Selon des informations communiquées par la DGITM (Direction générale des infrastructures, des transports et des mobilités) et relayées par la presse spécialisée, une modification des articles R.3312-19 et R.3312-58 du Code des transports est prévue.
Objectif : permettre aux entreprises d’équiper leurs utilitaires légers d’un tachygraphe même lorsqu’ils effectuent exclusivement du transport national.
La DGITM précise :
« Une modification du Code des transports (art. R 3312-19 et R. 3312-58) permettra d’enregistrer, attester et contrôler la durée du travail des conducteurs non soumis au 561/2006, selon le choix libre de l’entreprise : soit par le Livret individuel de contrôle ou soit par le tachygraphe. »
Cela signifie que l’entreprise pourra choisir entre :
- le Livret individuel de contrôle (LIC),
- ou le tachygraphe.
Pas d’application du règlement 561/2006 en national
Point essentiel : L’utilisation du tachygraphe en transport national ne soumet pas automatiquement le conducteur aux règles européennes du règlement (CE) 561/2006 sur les temps de conduite et de repos.
Pour les opérations purement nationales, c’est le Code des transports français qui continue de s’appliquer.
Une mesure attendue par les entreprises mixtes
Cette évolution vise notamment les transporteurs qui alternent entre national et international.
Aujourd’hui, certains doivent utiliser :
- le tachygraphe pour l’international (obligation européenne),
- et le LIC ou Mobilic pour le national.
La réforme permettrait d’unifier l’outil d’enregistrement.
Des questions encore ouvertes
Des interrogations subsistent, notamment en cas d’alternance entre transport national et international sur une même période d’enregistrement.
Comment les contrôles distingueront-ils les périodes relevant :
- uniquement du droit français,
- ou du règlement européen 561/2006 ?
La DGITM indique que les outils de contrôle seront adaptés, mais les modalités précises n’ont pas encore été détaillées publiquement.

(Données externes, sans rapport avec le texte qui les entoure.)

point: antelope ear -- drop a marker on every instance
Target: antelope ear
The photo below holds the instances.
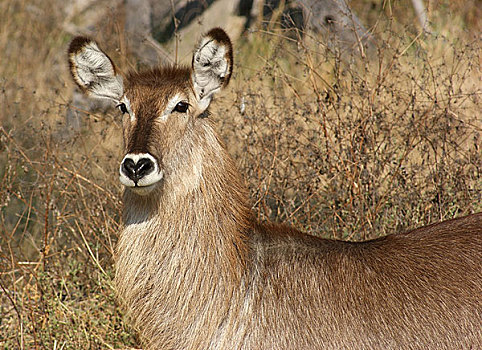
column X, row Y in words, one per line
column 212, row 64
column 93, row 71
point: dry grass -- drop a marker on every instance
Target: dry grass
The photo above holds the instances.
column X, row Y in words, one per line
column 340, row 148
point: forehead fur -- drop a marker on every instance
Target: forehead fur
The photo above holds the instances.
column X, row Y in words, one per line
column 153, row 88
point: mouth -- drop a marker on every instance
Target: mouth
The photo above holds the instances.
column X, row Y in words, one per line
column 144, row 185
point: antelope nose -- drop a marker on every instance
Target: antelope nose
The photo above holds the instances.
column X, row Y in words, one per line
column 136, row 170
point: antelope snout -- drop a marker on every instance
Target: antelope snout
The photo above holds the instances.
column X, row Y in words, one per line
column 139, row 171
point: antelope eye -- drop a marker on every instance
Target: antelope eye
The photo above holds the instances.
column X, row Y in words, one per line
column 122, row 107
column 181, row 107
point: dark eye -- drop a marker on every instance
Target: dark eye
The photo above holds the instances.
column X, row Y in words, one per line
column 181, row 107
column 122, row 107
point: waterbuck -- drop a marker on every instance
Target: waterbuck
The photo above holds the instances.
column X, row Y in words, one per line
column 195, row 270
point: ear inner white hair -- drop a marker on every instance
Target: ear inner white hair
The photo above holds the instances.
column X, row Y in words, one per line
column 93, row 71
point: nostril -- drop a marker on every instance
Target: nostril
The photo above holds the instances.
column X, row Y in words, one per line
column 129, row 168
column 144, row 166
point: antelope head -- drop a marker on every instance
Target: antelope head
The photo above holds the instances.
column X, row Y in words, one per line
column 162, row 108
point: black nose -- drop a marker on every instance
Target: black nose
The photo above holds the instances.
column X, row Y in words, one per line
column 137, row 170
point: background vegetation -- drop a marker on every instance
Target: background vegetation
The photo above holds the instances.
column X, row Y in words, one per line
column 337, row 146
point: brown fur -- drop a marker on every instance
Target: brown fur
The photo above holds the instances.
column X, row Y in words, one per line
column 195, row 270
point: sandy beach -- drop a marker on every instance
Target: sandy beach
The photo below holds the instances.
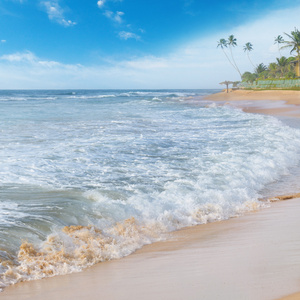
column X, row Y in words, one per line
column 273, row 102
column 255, row 256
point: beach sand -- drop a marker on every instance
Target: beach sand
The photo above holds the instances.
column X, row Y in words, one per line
column 273, row 102
column 256, row 256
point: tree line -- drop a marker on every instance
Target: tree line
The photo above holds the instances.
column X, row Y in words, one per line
column 282, row 68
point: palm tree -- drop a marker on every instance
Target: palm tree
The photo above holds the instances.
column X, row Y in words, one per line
column 247, row 48
column 279, row 40
column 260, row 68
column 232, row 43
column 294, row 43
column 282, row 63
column 222, row 43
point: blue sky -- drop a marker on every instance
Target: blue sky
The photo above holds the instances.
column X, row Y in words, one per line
column 133, row 43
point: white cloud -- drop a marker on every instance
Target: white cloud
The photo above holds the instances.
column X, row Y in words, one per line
column 125, row 35
column 197, row 64
column 56, row 13
column 116, row 17
column 100, row 3
column 28, row 57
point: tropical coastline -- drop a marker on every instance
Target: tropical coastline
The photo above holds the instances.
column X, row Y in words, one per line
column 204, row 255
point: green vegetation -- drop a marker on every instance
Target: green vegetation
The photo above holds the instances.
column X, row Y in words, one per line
column 282, row 69
column 231, row 43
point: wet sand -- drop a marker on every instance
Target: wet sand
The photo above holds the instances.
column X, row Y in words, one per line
column 278, row 103
column 252, row 257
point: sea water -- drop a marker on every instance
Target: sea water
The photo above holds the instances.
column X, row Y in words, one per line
column 90, row 176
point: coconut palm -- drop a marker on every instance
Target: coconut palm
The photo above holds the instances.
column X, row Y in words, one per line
column 294, row 43
column 222, row 43
column 247, row 48
column 232, row 43
column 282, row 63
column 279, row 40
column 260, row 68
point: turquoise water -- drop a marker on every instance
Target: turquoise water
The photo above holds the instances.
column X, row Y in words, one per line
column 87, row 176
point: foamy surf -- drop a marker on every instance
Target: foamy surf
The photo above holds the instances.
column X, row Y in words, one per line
column 96, row 180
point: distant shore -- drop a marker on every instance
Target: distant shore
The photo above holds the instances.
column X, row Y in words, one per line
column 252, row 257
column 285, row 102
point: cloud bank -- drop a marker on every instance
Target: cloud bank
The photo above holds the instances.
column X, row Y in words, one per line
column 56, row 13
column 197, row 64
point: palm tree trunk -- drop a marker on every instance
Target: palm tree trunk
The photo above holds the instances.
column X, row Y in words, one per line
column 236, row 67
column 250, row 59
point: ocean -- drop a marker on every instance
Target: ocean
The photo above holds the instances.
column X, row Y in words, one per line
column 92, row 175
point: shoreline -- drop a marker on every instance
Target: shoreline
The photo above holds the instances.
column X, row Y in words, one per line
column 191, row 264
column 270, row 102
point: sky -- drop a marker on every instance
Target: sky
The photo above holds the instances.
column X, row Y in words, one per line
column 136, row 44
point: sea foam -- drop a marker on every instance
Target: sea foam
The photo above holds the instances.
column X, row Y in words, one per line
column 94, row 181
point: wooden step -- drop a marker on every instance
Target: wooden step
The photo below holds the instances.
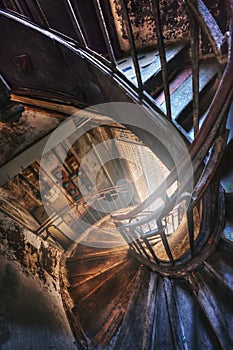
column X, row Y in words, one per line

Ce que cela change pour la profession
Pour les transporteurs français, cette évolution représente :
- une simplification administrative potentielle,
- une harmonisation des outils,
- une meilleure traçabilité du temps de travail.
Il s’agit d’un ajustement réglementaire national, distinct des obligations européennes sur le tachygraphe intelligent et le paquet Mobilité. La publication officielle du texte modificatif précisera les conditions exactes d’application.